連載「OSS脆弱性ウォッチ」では、さまざまなオープンソースソフトウェアの脆弱性に関する情報を取り上げ、解説する。今回は、OpenSSHでリモートからユーザー名を列挙できる脆弱性について。
「OSSセキュリティ技術の会」の面和毅です。本連載「OSS脆弱性ウォッチ」では、さまざまなオープンソースソフトウェア(OSS)の脆弱(ぜいじゃく)性に関する情報を取り上げ、解説しています。
2018年8月下旬に、OpenSSHでリモートからユーザー名を列挙できる脆弱性が見つかりました。今回は、このOpenSSHの脆弱性を詳しく見ていきます。
SSHは2006年にRFC化されており、RFC4250-4256が認定されました。この一連のRFCの中にある、RFC4252でユーザー認証(パスワード認証や公開鍵認証)について規定されてます。
このRFC4252については、USENIXのサイトで日本語の説明を読めますが、この中の「SSH_MSG_USERAUTH_FAILURE(実装上はSSH2_MSG_USERAUTH_FAILURE)」を返す実装に問題があり、これにより外部からユーザーが存在するか否かが分かってしまうというものになります。
実際にSSH_MSG_USERAUTH_FAILUREの返答を確認してみましょう。
opensshのsshクライアントでユーザー認証部分を確認してみます。「ssh -vvv」オプション(DEBUGメッセージまで表示)で、ログレベルを高くしてユーザー認証部分を見てみたのが図1です(図1)。
図からも分かるように、opensshのsshクライアントでは、SSHのパケット情報を見ることはできません。そのため、sshクライアントで通信の状況は確認できません。
puttyは、トンネル機能やフォワーディングなども実装しているSSHクライアントです。Windowsなどで使えます。puttyの設定画面でログ出力の箇所に「SSHパケット」があるので、これを有効にしてログを取得します(図2)。
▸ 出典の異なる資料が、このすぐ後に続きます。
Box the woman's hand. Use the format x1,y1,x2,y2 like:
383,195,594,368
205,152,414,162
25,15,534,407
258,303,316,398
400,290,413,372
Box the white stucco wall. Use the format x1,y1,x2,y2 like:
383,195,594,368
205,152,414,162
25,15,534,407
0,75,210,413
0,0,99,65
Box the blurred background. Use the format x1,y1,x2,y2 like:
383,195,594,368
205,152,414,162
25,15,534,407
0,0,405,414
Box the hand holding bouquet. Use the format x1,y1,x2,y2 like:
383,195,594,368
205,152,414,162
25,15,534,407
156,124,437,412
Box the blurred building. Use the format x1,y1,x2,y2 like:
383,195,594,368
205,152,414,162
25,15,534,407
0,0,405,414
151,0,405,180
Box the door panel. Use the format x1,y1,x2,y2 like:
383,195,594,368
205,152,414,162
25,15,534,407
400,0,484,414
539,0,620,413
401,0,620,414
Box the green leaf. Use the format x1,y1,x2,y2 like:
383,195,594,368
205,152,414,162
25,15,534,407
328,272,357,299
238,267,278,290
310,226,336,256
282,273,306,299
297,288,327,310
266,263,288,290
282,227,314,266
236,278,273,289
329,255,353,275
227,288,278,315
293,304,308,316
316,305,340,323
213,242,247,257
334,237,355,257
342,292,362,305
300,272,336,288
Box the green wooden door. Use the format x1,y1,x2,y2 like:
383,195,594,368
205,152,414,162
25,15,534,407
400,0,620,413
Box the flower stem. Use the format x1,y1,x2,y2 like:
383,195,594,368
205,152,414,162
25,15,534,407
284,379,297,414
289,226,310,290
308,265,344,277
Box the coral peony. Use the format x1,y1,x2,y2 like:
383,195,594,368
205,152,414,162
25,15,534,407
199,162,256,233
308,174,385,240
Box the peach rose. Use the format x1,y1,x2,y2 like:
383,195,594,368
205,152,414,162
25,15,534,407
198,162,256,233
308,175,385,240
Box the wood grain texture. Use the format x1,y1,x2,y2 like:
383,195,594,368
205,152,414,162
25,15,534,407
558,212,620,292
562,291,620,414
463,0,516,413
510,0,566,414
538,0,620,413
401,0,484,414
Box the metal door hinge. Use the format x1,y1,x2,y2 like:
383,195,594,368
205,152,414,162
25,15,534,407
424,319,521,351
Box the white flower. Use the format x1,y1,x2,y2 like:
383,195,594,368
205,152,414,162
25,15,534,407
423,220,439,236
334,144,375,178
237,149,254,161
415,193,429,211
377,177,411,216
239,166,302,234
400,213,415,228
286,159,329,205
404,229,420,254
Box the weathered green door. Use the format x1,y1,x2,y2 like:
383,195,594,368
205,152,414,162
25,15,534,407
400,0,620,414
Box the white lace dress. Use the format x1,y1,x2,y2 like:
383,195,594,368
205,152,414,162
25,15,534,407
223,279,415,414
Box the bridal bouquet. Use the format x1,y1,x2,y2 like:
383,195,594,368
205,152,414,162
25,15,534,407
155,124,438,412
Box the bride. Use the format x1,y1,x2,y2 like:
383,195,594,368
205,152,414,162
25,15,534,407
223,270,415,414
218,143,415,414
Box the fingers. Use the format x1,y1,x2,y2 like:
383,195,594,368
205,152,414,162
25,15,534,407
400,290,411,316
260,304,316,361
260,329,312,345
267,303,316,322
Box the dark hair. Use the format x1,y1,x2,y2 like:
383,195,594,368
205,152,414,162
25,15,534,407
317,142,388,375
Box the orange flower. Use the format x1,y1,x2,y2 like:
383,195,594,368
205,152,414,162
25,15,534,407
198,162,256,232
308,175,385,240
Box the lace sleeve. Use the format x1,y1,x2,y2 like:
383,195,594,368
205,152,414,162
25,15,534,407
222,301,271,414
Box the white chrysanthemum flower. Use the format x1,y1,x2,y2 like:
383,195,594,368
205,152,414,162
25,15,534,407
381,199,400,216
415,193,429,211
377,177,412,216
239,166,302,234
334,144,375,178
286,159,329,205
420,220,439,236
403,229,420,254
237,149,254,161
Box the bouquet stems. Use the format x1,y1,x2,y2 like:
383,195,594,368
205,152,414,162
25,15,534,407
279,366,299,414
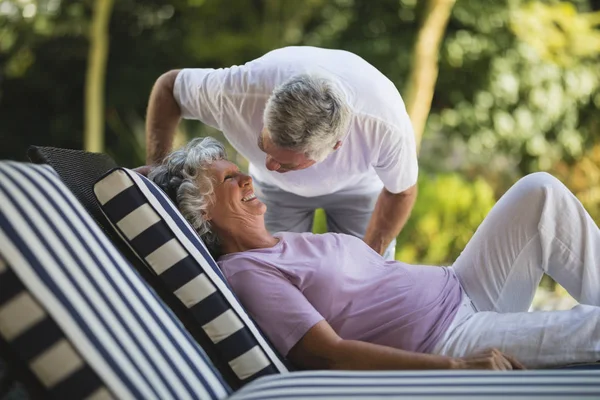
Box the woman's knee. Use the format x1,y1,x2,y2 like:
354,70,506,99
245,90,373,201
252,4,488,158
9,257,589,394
511,172,568,202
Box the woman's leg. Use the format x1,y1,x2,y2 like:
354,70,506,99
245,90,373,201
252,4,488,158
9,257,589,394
453,173,600,313
434,305,600,368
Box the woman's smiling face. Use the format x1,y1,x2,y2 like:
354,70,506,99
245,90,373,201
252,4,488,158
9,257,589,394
206,160,267,229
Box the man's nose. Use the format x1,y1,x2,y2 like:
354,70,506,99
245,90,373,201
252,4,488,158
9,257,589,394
265,155,281,171
239,173,252,187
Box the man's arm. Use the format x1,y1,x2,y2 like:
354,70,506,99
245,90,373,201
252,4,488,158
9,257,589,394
364,185,417,254
288,321,524,370
146,70,181,165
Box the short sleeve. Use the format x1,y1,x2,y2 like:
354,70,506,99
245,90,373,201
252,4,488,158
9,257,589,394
173,68,223,129
227,269,324,356
173,65,276,148
373,117,419,193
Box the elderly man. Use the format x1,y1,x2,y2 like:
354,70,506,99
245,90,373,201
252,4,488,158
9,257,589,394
146,47,418,259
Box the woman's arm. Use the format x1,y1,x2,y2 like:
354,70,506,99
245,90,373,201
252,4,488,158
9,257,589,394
288,321,523,370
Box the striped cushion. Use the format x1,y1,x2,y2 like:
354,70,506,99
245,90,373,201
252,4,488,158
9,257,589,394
0,162,230,399
230,370,600,400
94,168,287,383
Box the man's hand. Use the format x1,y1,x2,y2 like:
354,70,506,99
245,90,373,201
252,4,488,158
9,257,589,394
363,185,417,255
453,349,526,371
133,165,153,176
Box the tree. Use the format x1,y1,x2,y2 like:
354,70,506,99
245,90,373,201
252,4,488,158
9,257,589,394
404,0,455,147
83,0,114,153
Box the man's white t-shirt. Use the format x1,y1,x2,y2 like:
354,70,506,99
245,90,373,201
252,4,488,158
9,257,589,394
173,47,418,197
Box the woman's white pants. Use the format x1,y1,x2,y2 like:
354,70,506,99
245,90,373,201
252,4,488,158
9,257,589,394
434,173,600,368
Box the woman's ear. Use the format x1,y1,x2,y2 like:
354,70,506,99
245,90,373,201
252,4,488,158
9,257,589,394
200,210,212,221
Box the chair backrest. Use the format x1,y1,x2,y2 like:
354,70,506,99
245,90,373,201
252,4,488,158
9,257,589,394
94,168,288,383
0,162,231,399
27,146,240,388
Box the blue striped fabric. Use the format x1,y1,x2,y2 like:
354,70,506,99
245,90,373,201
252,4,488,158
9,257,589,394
230,370,600,400
0,162,230,399
94,168,287,384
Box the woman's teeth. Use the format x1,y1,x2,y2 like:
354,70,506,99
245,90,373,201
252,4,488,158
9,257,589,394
242,193,256,201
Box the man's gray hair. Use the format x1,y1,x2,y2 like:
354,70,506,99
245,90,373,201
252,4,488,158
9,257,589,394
148,137,227,255
263,74,351,162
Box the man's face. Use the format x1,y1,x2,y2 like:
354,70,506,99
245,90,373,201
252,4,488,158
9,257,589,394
258,129,316,173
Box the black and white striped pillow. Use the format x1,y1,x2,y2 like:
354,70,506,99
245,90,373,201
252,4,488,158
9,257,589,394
94,168,288,383
0,162,231,399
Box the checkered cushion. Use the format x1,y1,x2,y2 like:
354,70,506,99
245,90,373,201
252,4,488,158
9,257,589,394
0,162,230,399
230,370,600,400
94,168,287,383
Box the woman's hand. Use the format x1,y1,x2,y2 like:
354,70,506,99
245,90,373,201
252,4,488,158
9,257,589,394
453,349,526,371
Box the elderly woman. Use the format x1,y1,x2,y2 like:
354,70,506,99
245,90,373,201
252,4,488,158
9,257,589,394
150,138,600,370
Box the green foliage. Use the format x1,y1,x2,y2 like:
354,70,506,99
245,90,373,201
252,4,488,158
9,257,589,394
428,0,600,175
396,174,495,265
0,0,600,274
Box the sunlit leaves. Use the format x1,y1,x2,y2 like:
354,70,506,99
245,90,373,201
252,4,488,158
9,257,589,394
396,174,495,265
510,1,600,66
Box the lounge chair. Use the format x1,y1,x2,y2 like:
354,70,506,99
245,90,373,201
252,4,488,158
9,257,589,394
0,148,600,399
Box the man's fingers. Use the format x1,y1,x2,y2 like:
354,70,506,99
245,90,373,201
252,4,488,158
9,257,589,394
133,165,152,176
504,354,527,369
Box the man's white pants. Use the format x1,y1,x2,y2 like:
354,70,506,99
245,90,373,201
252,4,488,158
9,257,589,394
434,173,600,368
253,177,396,260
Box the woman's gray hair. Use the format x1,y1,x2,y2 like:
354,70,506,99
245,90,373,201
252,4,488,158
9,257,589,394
148,137,227,255
263,74,351,162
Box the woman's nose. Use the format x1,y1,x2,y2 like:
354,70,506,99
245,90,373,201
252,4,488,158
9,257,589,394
265,154,281,171
240,173,252,186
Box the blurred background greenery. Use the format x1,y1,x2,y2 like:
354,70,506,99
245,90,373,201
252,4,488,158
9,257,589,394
0,0,600,310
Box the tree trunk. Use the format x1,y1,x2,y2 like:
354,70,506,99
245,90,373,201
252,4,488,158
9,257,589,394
404,0,455,149
83,0,114,152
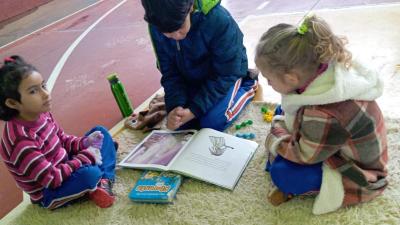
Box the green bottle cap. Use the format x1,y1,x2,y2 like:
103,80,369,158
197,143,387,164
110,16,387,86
107,73,119,84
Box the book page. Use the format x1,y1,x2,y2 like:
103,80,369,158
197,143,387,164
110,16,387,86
119,130,197,170
171,128,258,190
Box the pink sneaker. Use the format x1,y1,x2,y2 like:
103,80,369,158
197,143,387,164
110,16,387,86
89,179,115,208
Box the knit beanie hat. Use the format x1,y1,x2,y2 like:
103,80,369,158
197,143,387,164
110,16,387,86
141,0,194,33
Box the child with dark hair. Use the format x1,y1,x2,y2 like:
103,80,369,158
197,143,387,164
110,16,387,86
0,56,116,209
142,0,257,130
255,16,388,214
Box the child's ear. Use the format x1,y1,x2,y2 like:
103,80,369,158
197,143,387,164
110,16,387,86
283,73,300,87
5,98,19,110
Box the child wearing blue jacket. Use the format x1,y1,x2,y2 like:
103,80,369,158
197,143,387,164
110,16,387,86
142,0,257,131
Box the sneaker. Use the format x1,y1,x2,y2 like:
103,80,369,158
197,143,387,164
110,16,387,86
89,179,115,208
268,187,293,206
113,141,119,152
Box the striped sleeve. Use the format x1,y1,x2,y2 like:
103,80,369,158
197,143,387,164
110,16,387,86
272,109,349,164
50,114,83,155
7,138,94,188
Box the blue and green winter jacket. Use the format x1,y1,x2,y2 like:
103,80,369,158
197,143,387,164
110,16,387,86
149,0,248,118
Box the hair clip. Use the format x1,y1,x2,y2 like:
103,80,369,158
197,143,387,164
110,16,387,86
4,57,15,62
297,19,308,35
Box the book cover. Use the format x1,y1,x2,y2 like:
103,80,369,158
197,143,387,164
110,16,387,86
129,171,182,203
118,128,258,190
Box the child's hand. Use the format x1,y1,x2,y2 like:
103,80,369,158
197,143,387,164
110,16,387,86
167,106,183,130
83,131,104,149
179,108,195,124
167,106,195,130
87,146,103,166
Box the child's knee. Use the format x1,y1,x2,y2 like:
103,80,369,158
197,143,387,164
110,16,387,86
75,166,102,187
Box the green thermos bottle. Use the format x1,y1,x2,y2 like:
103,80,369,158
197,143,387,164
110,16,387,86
107,73,133,117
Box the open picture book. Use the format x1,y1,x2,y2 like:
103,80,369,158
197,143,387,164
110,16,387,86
119,128,258,190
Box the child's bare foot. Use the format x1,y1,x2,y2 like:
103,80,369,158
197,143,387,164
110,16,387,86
89,179,115,208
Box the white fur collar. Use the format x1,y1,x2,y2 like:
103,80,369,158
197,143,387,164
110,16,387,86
282,57,383,131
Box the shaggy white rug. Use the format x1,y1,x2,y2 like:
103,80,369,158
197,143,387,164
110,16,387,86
5,99,400,225
0,5,400,225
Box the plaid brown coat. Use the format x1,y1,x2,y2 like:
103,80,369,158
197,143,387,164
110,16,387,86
269,100,388,206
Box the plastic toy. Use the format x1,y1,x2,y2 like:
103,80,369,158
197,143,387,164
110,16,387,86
274,105,284,115
235,133,256,139
263,112,274,122
235,120,253,130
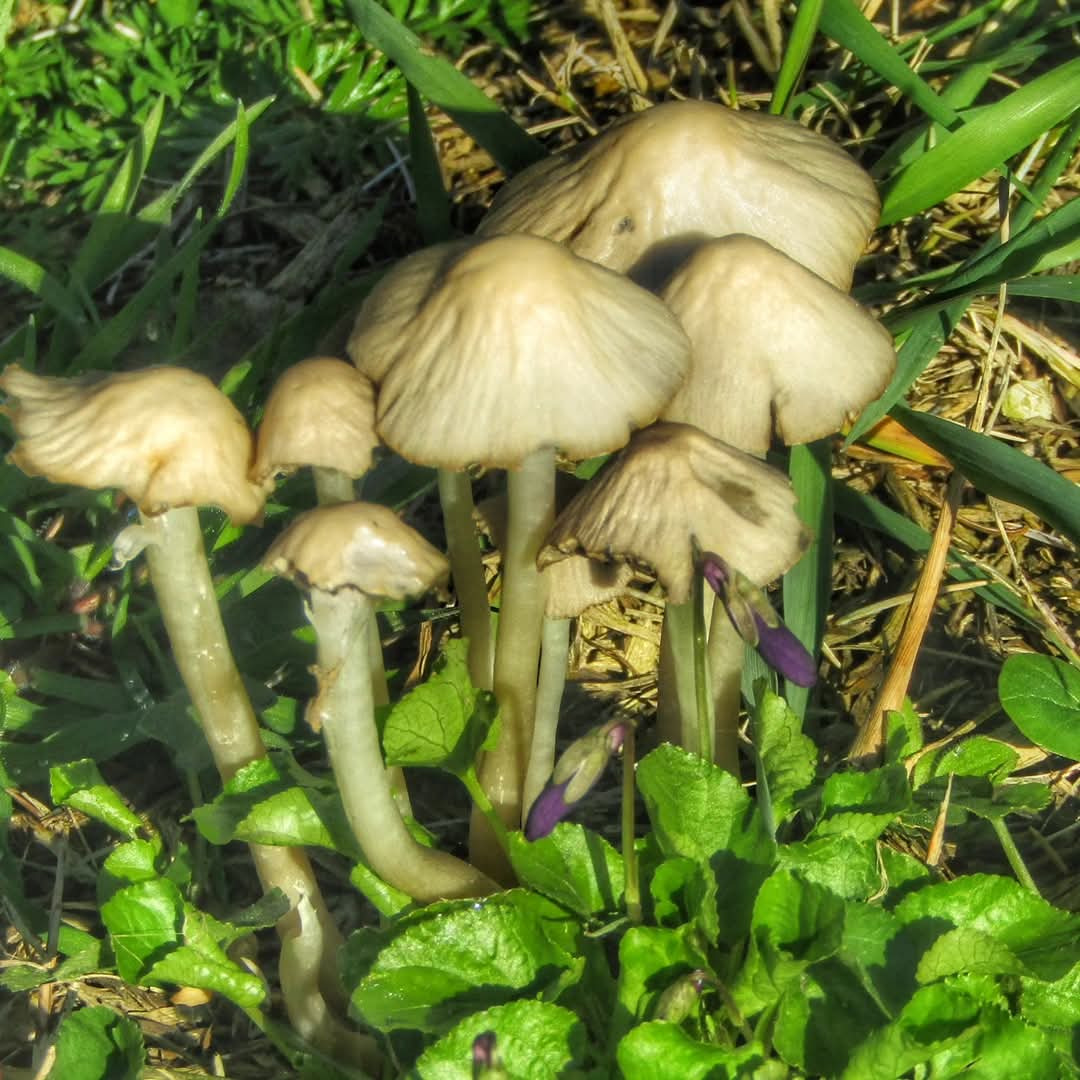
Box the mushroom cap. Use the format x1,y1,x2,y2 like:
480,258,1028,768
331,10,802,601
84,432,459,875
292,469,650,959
660,235,896,455
262,502,450,600
0,364,265,525
348,237,689,469
538,423,809,604
477,102,880,291
252,356,379,484
475,490,636,619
この状態で、puttyでログインを実行すると、ログインが拒否されるまでにやりとりされたSSHパケットの情報が取得できます。このログを見ると、「SSH2_MSG_SERVICE_ACCEPT」の後の「SSH2_MSG_USERAUTH_REQUEST」「SSH2_MSG_USERAUTH_FAILURE」などのパケットもやりとりされているのがログ上から確認できます(図3)。
今回の脆弱性は、こちらのパッチ(パケットに含まれているリクエストが完全にパースされるまで、無効な認証ユーザーに対する処理を遅らせる)がopensshに投げられたことで発覚しました。
今回の問題は、認証に関する箇所で、図4(この場合は「auth2-pubkey.c」中の「userauth_pubkey()」の処理)のように、ユーザー名を先に検証して無効の場合にはエラー処理を行い、その判定の後にパケットの中身を確認しています。
これにより下記の2種類の処理になっています。
つまり、「パケットがおかしいもの(例えば、切り詰められたパケットなど)を送れば、「ユーザー名が無効でエラーになったか」「パケットの方でエラーになったか」が外部から分かるので、ユーザーが存在するか否かが分かる」ということになります。